Law firm Herbert Smith Freehills has increased its pension contributions from 8pc to 12pc in a bid to ensure workers save enough to meet basic everyday needs once they leave work.
It means lawyers and business support staff will have to contribute 5pc of their salary to their pension, up from 3pc. The firm is also lifting its employer contribution from 5pc to 7pc.
All new workers are automatically enrolled into the new pension scheme, while existing employees will be encouraged to opt in.
However, employees are allowed to voluntarily increase or reduce contributions as their individual priorities and commitments change over time, the firm said.
Last year, Herbert Smith Freehills handed on average £1.16m of profits to each equity partner. Meanwhile, newly qualified solicitors in London are paid a base salary of £120,000.
The pensions change meant Herbert Smith Freehills became the first law firm to become an accredited ‘Living Pension’ employer, awarded by the Living Wage Foundation.
The standard is appointed to employers which meet voluntary savings targets, independently calculated using a basket of household goods and services, as well as the UK’s Minimum Income Standard.
Other organisations signing up to the initiative include insurers Phoenix Group and Aviva, charity Good Things Foundation, investment company Wealthify and campaign group Citizens UK.
“Being a responsible employer is about more than ensuring staff are looked after whilst they work for you; it is about recognising that providing employees with stability and security in retirement is just as important,” said Alison Brown, executive partner at Herbert Smith Freehills.

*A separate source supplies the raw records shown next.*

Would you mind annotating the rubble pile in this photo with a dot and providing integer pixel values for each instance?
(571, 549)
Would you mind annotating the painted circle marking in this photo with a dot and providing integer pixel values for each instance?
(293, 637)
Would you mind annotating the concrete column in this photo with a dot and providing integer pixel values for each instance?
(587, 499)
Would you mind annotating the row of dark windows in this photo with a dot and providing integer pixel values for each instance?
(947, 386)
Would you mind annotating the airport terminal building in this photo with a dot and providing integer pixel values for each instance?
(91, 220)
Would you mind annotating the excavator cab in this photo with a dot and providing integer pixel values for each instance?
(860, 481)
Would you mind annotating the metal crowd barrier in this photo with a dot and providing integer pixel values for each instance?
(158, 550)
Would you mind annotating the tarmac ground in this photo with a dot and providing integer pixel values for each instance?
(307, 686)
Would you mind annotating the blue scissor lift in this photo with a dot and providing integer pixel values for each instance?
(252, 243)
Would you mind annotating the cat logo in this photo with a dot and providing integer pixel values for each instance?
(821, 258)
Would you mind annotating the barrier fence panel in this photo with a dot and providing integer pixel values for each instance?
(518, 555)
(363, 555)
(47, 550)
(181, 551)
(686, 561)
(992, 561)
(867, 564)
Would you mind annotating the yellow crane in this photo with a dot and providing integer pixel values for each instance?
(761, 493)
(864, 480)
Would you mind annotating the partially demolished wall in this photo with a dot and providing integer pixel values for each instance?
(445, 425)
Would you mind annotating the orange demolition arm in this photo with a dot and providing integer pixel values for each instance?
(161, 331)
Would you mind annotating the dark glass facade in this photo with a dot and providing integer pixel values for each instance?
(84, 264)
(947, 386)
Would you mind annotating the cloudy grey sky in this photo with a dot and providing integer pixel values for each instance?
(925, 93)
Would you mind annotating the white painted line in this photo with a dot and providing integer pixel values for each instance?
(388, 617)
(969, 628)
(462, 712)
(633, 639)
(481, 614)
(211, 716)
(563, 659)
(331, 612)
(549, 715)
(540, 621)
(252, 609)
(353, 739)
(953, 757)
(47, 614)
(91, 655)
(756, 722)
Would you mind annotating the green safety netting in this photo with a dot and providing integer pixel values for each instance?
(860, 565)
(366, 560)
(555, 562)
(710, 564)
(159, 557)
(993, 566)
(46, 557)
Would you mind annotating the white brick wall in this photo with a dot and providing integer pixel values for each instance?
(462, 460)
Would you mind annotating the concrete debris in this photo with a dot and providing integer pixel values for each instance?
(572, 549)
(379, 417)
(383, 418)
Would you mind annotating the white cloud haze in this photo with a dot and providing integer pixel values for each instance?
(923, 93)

It follows warnings from Blackrock boss Larry Fink that the world is sleep walking into a “silent” retirement crisis as people live longer.

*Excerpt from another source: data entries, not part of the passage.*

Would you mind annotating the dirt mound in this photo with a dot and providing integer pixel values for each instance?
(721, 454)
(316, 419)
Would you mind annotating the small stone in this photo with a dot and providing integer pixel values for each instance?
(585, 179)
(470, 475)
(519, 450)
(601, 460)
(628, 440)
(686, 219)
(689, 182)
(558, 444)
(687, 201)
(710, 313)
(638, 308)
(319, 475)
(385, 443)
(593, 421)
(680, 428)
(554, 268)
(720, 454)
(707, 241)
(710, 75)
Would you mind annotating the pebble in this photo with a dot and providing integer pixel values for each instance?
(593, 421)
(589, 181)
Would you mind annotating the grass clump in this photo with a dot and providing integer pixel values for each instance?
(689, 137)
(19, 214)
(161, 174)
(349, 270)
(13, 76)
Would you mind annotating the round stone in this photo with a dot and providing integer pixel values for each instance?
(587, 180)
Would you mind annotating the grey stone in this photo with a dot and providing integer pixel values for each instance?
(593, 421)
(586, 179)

The chief executive stressed last week that ageing populations and lower birth rates will make affording retirement more challenging.
Retired people will be forced to spend more on healthcare and housing as shrinking tax bases make generous state pensions less affordable, he warned in his annual letter to investors.
Last month, the Institute for Fiscal Studies found that fewer than one-in-a-hundred private sector employees are actively boosting their pension contributions when they receive a 10pc pay rise.